L'ingéniosité humaine est une chose assez remarquable et nous a permis d'entreprendre de grands projets. Mais nous ne devrions pas être tellement impressionnés par notre propre travail que nous ne pouvons pas chercher de l'aide auprès d'autres formes de vie pour améliorer ce que nous avons créé. Prenons, par exemple, le béton. Défini comme « un mélange d'agrégats, normalement du sable et du gravier naturels ou de la roche concassée … liés ensemble par un liant hydraulique, par exemple Ciment Portland et activé par l'eau pour former une masse dense semi-homogène', le béton est un matériau de construction au cœur de bâtiments aussi impressionnants que le Panthéon à Rome.

Dôme du Panthéon
Dôme du Panthéon. Image : Architas / Wikipedia

Mais, bien que le béton soit très solide, il a tendance à craquer, ce qui peut affaiblir la construction - avec des conséquences potentiellement mortelles si nous parlons de choses telles que la protection contre les radiations en béton autour d'un réacteur nucléaire. Bien que le béton fissuré puisse être remplacé, il ne fera probablement que se fissurer encore et encore. Une meilleure solution serait du béton qui pourrait combler ses propres fissures - se « guérir » lui-même, autant que comme le font les os lorsqu'il est fracturé. Eh bien, un tel béton "vivant-réparateur" est une possibilité très réelle grâce à œuvre de Jing Luo et al..

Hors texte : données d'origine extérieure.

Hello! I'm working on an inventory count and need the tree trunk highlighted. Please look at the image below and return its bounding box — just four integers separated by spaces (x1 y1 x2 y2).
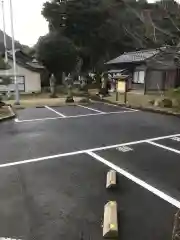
66 76 74 103
49 76 57 98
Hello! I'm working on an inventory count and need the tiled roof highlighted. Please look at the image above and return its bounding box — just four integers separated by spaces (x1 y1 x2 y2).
106 49 160 64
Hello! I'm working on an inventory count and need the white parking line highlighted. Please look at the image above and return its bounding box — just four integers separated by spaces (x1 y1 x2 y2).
45 106 66 118
0 134 180 168
87 151 180 208
147 141 180 154
77 104 105 113
15 110 138 123
104 102 136 111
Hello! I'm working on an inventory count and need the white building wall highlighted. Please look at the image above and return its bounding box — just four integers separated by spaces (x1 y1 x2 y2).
0 60 41 93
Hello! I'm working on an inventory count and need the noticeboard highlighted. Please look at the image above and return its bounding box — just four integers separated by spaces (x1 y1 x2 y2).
117 80 126 93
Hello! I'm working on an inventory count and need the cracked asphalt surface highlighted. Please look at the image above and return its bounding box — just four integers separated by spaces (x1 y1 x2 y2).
0 103 180 240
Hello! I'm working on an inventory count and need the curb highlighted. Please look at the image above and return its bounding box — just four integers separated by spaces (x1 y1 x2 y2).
0 106 16 122
90 96 180 118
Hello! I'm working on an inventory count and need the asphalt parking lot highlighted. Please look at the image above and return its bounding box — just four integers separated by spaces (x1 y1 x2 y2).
0 103 180 240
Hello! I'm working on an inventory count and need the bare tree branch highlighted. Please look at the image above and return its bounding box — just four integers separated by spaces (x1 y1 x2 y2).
123 26 144 47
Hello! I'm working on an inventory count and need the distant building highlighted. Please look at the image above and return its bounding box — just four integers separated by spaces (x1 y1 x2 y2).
106 48 180 93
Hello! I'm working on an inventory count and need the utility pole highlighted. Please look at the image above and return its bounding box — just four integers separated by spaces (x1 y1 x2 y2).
1 0 8 63
9 0 20 105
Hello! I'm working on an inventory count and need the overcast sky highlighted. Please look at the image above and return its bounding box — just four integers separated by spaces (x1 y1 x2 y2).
0 0 180 46
0 0 48 46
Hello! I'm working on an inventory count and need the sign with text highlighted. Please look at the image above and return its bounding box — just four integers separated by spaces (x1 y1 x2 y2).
117 81 126 93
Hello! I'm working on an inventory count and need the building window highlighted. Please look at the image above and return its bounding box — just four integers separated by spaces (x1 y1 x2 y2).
133 71 145 84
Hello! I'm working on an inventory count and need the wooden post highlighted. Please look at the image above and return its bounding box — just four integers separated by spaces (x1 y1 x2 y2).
124 80 127 104
172 210 180 240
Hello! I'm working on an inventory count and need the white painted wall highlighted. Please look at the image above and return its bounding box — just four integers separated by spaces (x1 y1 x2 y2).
0 60 41 93
133 66 145 84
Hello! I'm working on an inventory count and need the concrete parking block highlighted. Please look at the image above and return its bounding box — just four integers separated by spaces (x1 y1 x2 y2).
106 170 117 188
103 201 118 238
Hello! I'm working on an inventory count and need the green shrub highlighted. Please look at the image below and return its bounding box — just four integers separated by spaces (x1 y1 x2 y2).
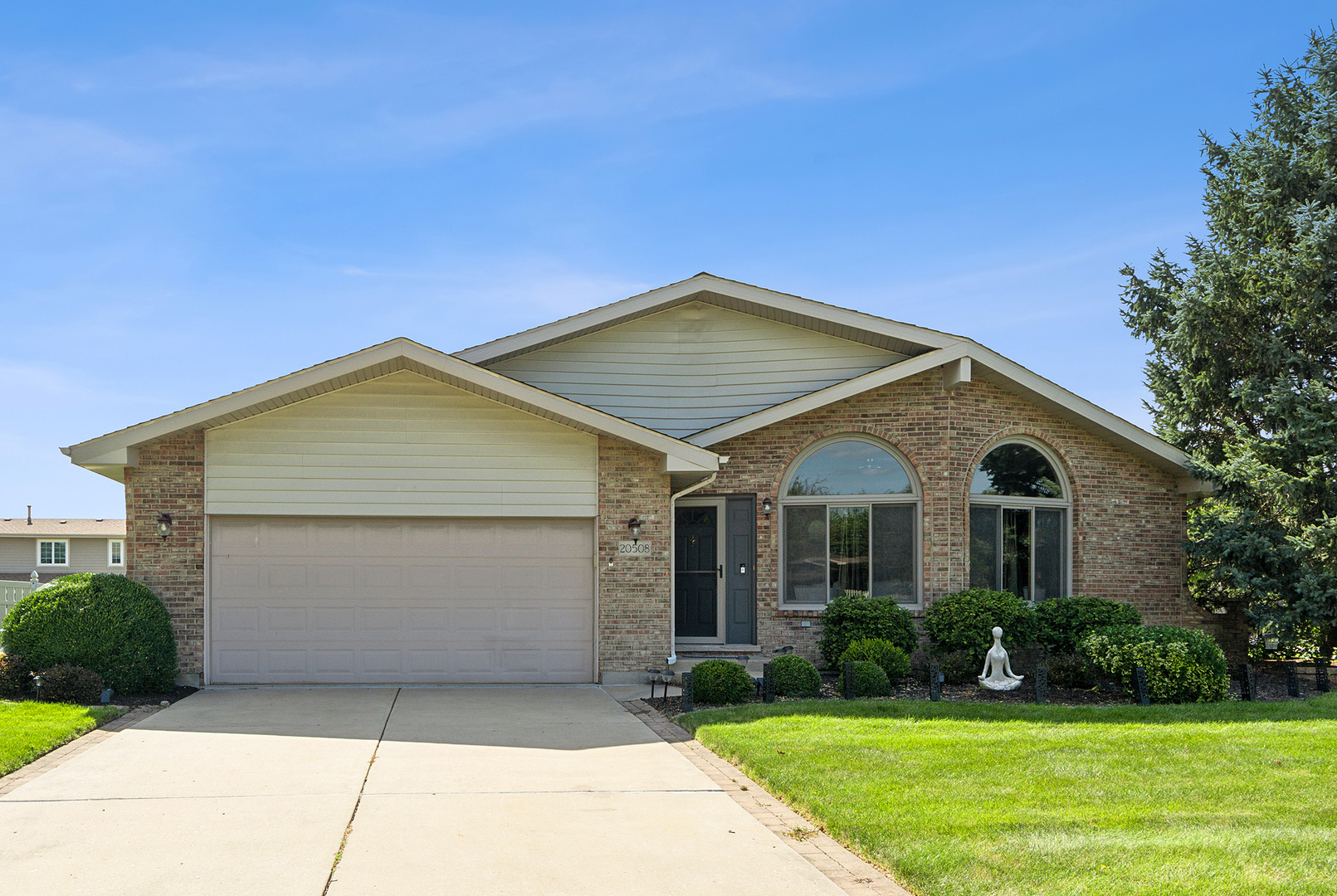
924 588 1037 665
4 572 177 694
854 663 904 697
0 654 32 697
39 664 101 704
1035 598 1142 655
817 594 919 669
1081 626 1230 704
770 654 822 697
840 638 910 684
691 660 757 704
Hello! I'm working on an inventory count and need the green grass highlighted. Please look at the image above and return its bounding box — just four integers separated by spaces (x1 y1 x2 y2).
679 693 1337 896
0 701 120 774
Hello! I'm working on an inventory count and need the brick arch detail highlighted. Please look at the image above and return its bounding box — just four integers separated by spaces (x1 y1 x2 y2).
764 426 924 503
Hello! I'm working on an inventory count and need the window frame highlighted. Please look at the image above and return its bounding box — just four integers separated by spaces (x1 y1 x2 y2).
777 432 924 610
37 538 70 566
965 436 1072 606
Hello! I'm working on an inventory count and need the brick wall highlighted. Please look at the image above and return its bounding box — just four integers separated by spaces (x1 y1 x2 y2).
125 431 204 684
598 436 672 684
702 371 1208 660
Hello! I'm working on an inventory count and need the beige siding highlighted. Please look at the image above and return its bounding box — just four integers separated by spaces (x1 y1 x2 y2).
490 302 905 439
0 536 125 575
204 372 598 516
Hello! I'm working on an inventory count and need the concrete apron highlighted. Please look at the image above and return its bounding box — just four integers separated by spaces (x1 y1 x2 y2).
0 688 841 896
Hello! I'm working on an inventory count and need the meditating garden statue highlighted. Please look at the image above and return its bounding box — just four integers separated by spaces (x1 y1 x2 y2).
980 626 1024 690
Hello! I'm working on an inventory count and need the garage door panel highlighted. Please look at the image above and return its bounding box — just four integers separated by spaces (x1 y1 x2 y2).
210 516 593 684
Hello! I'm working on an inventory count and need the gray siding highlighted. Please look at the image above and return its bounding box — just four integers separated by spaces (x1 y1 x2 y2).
490 302 906 439
0 536 125 575
204 372 599 516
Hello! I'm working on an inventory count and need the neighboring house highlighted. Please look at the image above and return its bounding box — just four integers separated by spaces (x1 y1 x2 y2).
0 516 125 582
64 274 1219 684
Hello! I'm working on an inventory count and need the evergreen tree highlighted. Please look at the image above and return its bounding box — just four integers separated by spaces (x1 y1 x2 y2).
1120 31 1337 656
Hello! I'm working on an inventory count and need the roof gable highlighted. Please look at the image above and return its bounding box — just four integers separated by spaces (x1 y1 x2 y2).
488 299 908 439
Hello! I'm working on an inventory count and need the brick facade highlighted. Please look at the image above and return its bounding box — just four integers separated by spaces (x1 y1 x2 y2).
125 431 204 684
595 436 672 684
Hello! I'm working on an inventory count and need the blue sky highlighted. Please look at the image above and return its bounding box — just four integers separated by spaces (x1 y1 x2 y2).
0 0 1332 516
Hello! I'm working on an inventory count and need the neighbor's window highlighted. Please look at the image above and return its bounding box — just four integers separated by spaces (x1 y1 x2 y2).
971 441 1071 601
779 437 920 603
37 542 70 566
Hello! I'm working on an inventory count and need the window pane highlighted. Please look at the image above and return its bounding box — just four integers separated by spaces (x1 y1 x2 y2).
785 504 827 603
971 443 1063 498
1003 507 1031 601
971 504 998 591
830 507 868 598
1035 509 1064 601
788 440 910 494
871 504 916 603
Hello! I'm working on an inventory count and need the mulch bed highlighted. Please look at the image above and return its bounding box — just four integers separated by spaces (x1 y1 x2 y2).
642 669 1320 717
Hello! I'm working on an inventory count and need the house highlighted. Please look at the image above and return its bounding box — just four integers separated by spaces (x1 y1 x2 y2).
0 512 125 582
64 274 1214 684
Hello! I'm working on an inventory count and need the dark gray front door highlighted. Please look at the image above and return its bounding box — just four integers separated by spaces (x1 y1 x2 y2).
725 494 757 645
674 507 720 638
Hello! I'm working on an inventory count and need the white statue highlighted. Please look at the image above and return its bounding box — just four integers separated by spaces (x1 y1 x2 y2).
980 626 1024 690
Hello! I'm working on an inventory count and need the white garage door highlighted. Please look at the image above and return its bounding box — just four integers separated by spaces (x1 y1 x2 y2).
208 516 595 684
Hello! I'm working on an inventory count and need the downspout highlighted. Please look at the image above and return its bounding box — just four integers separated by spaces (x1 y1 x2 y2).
665 470 727 666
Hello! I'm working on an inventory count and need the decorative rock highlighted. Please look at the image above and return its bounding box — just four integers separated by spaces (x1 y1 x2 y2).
978 626 1024 690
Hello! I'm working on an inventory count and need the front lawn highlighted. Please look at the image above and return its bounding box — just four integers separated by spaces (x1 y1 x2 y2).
0 701 120 774
678 693 1337 896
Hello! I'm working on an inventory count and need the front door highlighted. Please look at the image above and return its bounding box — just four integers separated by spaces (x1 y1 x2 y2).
674 504 724 640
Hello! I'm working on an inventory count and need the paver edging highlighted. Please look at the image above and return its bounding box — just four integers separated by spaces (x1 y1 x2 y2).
622 699 913 896
0 706 162 797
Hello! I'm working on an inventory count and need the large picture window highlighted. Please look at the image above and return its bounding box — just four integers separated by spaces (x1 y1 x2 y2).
971 441 1070 601
781 439 920 605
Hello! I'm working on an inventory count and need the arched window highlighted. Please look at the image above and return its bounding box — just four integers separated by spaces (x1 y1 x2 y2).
971 441 1071 601
779 437 920 605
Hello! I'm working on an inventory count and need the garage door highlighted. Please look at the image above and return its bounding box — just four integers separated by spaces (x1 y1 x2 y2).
208 516 595 684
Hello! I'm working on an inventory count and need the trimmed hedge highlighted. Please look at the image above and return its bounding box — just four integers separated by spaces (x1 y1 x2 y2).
1035 597 1142 655
924 588 1039 665
840 638 910 684
770 654 822 697
40 664 101 704
690 660 757 704
854 663 904 697
1079 626 1230 704
817 595 919 669
4 572 177 694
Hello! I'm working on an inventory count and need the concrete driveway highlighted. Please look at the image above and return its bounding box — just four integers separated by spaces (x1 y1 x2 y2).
0 688 841 896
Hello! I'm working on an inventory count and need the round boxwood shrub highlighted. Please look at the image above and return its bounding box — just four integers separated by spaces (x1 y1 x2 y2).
924 588 1037 665
1079 626 1230 704
854 654 904 697
4 572 177 694
0 654 32 697
840 638 910 684
39 664 101 704
770 654 822 697
1035 597 1142 655
817 594 919 669
691 660 757 704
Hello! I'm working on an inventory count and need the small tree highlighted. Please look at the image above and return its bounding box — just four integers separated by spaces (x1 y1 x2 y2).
1122 32 1337 655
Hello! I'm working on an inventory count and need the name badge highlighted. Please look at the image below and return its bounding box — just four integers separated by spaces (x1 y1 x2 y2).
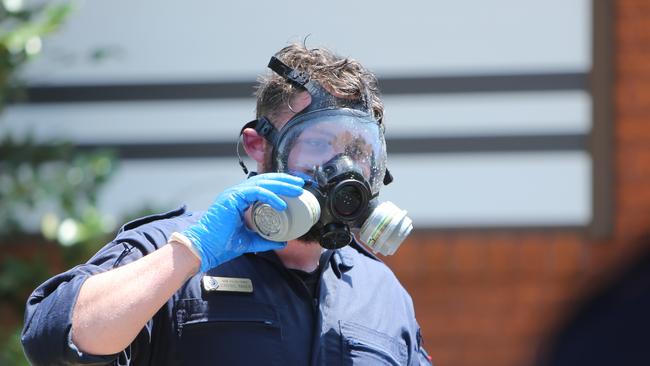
203 275 253 293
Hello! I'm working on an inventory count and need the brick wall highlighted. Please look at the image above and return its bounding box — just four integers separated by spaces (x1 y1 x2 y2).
386 0 650 366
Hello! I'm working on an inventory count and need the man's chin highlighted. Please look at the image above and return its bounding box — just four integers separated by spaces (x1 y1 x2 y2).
296 228 320 245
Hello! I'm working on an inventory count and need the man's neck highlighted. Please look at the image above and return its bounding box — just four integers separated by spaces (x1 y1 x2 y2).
275 240 322 272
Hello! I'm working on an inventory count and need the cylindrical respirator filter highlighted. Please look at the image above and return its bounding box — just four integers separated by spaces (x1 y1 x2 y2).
251 190 413 255
251 190 320 242
359 201 413 255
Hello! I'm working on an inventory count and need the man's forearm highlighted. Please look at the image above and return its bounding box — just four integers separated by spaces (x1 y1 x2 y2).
72 241 200 355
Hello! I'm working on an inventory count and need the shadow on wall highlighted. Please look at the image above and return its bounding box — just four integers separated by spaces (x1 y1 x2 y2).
537 233 650 366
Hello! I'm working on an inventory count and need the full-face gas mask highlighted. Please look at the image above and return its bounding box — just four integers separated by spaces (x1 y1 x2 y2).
240 57 413 255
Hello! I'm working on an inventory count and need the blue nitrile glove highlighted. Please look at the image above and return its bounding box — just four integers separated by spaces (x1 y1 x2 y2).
182 173 304 272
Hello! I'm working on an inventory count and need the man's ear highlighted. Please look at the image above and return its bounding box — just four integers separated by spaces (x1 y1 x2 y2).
243 128 266 164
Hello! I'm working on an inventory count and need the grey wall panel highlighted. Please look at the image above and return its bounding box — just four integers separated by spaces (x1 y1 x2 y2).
21 0 591 83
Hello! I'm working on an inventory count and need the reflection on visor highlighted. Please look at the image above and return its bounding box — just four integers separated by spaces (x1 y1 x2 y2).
276 109 386 193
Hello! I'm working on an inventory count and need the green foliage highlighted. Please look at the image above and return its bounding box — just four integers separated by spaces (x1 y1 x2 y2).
0 0 140 365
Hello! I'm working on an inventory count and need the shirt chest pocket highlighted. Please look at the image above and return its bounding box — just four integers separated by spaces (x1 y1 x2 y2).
340 321 408 365
174 299 282 365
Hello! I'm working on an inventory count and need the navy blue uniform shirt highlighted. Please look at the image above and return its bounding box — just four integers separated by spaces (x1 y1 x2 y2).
22 208 429 365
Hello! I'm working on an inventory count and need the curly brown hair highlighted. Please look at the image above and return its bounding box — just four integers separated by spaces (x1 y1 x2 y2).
255 43 384 122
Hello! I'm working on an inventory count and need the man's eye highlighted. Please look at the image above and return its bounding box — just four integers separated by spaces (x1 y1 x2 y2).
300 139 329 150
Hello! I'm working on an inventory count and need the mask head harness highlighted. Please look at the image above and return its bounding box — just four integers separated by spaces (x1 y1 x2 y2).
237 57 393 249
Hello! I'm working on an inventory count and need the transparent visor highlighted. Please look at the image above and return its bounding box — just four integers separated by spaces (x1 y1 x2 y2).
276 109 386 194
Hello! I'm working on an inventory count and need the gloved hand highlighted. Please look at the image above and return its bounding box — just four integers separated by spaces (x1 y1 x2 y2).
182 173 304 272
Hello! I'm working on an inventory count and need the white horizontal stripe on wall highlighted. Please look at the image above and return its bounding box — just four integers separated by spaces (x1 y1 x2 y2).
93 152 591 228
0 91 591 143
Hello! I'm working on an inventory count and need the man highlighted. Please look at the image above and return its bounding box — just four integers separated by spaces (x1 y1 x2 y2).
22 45 429 365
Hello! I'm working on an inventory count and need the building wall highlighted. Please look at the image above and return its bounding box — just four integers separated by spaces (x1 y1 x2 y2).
386 0 650 366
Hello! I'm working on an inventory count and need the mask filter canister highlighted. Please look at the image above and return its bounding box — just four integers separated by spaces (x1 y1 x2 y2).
251 190 320 242
359 201 413 255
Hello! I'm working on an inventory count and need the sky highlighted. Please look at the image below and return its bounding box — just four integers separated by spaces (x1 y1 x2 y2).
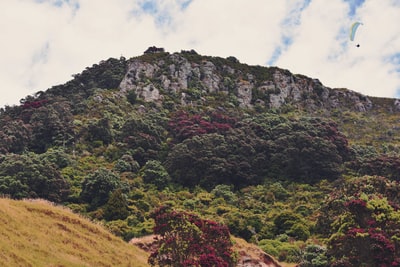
0 0 400 107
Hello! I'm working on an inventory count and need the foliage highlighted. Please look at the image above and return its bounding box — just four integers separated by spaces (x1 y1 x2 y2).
104 191 129 221
0 153 70 202
319 177 400 266
299 244 329 267
80 168 124 209
0 49 400 266
143 160 171 189
149 206 238 267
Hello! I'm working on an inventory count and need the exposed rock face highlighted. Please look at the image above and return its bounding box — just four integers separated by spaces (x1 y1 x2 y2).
120 50 394 112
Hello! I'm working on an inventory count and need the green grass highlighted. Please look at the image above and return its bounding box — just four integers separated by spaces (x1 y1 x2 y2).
0 199 149 267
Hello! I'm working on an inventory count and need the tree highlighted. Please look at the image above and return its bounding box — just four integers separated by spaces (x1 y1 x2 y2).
149 206 238 267
316 176 400 267
104 188 129 221
143 160 171 189
80 168 123 209
0 153 70 202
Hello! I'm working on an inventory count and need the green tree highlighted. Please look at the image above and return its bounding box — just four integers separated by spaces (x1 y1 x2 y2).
143 160 171 189
80 168 124 209
104 188 129 221
0 153 70 202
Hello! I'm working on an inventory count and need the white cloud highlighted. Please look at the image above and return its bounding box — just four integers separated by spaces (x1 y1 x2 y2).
0 0 400 106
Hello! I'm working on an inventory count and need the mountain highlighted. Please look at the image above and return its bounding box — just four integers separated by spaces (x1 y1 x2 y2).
0 198 148 267
0 47 400 266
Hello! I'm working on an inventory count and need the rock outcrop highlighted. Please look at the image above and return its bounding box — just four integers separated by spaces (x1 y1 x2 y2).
120 51 400 112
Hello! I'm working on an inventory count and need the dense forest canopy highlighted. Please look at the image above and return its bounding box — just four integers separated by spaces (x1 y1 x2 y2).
0 49 400 266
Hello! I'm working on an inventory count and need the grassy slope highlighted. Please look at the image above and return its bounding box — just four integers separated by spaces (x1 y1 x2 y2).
0 199 148 267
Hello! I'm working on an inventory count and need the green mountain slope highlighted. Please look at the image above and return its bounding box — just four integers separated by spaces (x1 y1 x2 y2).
0 49 400 266
0 199 148 267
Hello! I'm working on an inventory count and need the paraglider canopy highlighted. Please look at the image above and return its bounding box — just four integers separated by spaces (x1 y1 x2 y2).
350 21 362 47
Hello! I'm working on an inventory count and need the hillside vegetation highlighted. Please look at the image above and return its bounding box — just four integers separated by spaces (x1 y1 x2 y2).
0 198 148 267
0 48 400 267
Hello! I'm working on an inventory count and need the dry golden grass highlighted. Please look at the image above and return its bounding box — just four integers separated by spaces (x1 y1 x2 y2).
0 198 149 267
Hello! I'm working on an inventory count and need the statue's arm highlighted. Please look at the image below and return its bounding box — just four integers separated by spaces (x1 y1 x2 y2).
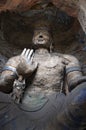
64 55 86 91
0 49 37 93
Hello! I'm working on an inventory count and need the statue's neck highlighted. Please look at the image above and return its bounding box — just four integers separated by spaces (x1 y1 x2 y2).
35 48 49 55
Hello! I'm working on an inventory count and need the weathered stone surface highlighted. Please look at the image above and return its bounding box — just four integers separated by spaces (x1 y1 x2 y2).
0 0 78 16
78 0 86 33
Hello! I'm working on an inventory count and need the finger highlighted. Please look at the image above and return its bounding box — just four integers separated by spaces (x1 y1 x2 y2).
30 54 34 63
28 50 33 60
25 49 30 57
21 48 26 56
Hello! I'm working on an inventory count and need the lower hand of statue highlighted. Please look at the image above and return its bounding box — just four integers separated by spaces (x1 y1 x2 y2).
17 48 37 76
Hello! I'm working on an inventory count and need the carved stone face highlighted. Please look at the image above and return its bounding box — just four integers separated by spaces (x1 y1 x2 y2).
32 28 52 48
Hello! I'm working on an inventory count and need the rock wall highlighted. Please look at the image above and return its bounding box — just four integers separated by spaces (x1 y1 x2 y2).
0 0 79 17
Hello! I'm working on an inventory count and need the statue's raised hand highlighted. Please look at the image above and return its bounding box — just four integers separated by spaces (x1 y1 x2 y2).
17 48 37 76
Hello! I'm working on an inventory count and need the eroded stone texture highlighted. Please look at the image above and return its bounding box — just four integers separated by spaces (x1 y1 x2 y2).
0 0 78 16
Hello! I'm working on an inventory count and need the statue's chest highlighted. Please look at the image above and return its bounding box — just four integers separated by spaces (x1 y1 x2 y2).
33 56 64 87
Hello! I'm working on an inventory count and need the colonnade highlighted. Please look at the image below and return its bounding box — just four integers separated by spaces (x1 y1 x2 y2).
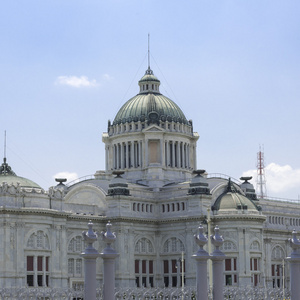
165 141 190 169
112 141 143 169
106 140 191 170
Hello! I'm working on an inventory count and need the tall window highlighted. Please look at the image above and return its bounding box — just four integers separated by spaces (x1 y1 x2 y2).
25 230 51 287
250 257 260 286
271 246 285 288
134 259 154 287
224 258 238 285
26 255 49 286
134 238 155 287
68 236 84 277
163 258 185 287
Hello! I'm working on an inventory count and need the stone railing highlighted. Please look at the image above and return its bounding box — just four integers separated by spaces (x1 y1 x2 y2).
0 287 291 300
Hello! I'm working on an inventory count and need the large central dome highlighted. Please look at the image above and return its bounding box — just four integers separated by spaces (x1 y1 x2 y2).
113 68 188 125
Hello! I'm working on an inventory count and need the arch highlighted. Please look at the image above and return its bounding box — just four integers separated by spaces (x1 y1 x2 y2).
250 240 260 251
134 237 154 254
65 183 107 213
68 235 84 253
271 245 286 260
162 237 185 253
220 240 237 251
26 230 50 250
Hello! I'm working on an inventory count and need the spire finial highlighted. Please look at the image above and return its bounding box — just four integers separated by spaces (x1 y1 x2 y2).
148 33 150 70
3 130 6 162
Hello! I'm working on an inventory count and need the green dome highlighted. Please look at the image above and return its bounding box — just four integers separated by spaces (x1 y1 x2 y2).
114 93 187 124
0 174 41 189
212 179 259 211
113 68 188 125
0 157 41 189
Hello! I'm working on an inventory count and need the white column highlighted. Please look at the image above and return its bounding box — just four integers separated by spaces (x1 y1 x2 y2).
192 225 210 300
125 142 129 169
130 141 134 168
172 141 175 168
116 144 120 169
211 226 225 300
182 143 186 169
139 141 143 168
101 222 119 300
139 259 143 287
42 256 46 286
80 221 99 300
287 230 300 300
120 143 124 169
166 141 170 168
33 256 38 286
144 139 149 167
186 144 191 169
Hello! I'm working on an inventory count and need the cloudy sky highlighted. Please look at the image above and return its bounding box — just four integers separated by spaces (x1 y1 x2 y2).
0 0 300 199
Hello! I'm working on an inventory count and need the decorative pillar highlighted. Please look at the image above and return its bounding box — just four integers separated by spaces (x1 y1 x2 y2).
192 225 210 300
139 141 143 168
130 141 134 168
172 141 175 168
210 226 225 300
80 221 100 300
287 230 300 300
120 142 124 170
101 222 119 300
125 142 129 169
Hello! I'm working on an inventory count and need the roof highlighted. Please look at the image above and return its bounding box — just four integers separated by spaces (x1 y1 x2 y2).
212 179 259 211
113 68 188 124
0 157 41 189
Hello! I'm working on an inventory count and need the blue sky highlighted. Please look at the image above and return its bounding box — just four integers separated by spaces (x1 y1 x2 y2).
0 0 300 199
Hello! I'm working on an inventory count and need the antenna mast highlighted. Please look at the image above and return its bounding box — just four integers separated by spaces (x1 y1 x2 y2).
4 130 6 159
256 146 267 199
148 33 150 69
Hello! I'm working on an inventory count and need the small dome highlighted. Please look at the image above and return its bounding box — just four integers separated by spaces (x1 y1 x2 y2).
0 158 41 189
212 179 259 212
113 68 188 124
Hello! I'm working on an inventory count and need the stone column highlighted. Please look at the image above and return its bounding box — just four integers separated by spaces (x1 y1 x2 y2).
139 141 143 168
125 142 129 169
210 226 225 300
130 141 134 168
117 143 120 169
101 222 119 300
287 230 300 300
80 221 99 300
172 141 175 168
192 225 209 300
120 142 124 170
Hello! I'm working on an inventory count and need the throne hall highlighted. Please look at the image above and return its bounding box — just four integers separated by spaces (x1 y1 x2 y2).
0 66 300 287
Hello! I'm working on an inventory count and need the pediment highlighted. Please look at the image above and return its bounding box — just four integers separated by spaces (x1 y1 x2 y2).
144 125 165 132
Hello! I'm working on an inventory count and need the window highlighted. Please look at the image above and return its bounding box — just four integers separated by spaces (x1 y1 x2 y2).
224 258 238 285
27 230 50 250
26 255 49 287
250 258 260 286
163 259 185 287
134 259 154 287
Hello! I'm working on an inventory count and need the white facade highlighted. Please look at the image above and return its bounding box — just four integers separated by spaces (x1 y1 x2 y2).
0 69 300 287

Ils ont préparé du béton dans lequel les spores du champignon Trichoderma reesi étaient intégrés. Au fur et à mesure que des fissures se formaient dans le béton, l'eau et l'oxygène pénétraient dans les interstices et favorisaient la germination des spores. Au fur et à mesure que le champignon se développait, il précipitait du carbonate de calcium, qui finissait par combler le vide nouvellement créé, c'est-à-dire qu'il « guérissait » efficacement les fissures. Cette fermeture de fissure a provoqué un changement des conditions dans le béton de sorte qu'elles ne supportaient plus la croissance fongique. Au lieu de cela, le champignon a formé des spores qui restent jusqu'à ce qu'une nouvelle fissure se forme et que les filaments précipitant le carbonate de calcium puissent à nouveau se développer et sceller les fissures.

Bien que cette découverte ait un grand potentiel, on se demande quelle quantité de matériau fongique il faudrait ajouter pour rendre une grande structure en béton auto-cicatrisante et si tout ce matériau organique pourrait réellement miner les propriétés de résistance de ce matériau autrement inorganique. Mais, c'est une considération et un calcul pour les ingénieurs ; le biologiste en moi pense simplement qu'il s'agit d'un «mutualisme» champignon-humain plutôt soigné. Et, si cela ne s'impose pas, pourquoi ne pas simplement revêtir l'extérieur du béton avec saxifrages générateurs de vatérite..?*

Dans tous les cas, la réparation du béton doit être beaucoup solution plus sensible au carbone que de le remplacer par du ciment plus polluant en carbone.

* Ou, peut-être, l'extérieur du béton pourrait être pulvérisé avec de l'eau de mer pour imiter le type de béton utilisé par les ingénieurs romains pour construire leur célèbre béton marin qui continue remarquablement pour renforcer avec l'âge?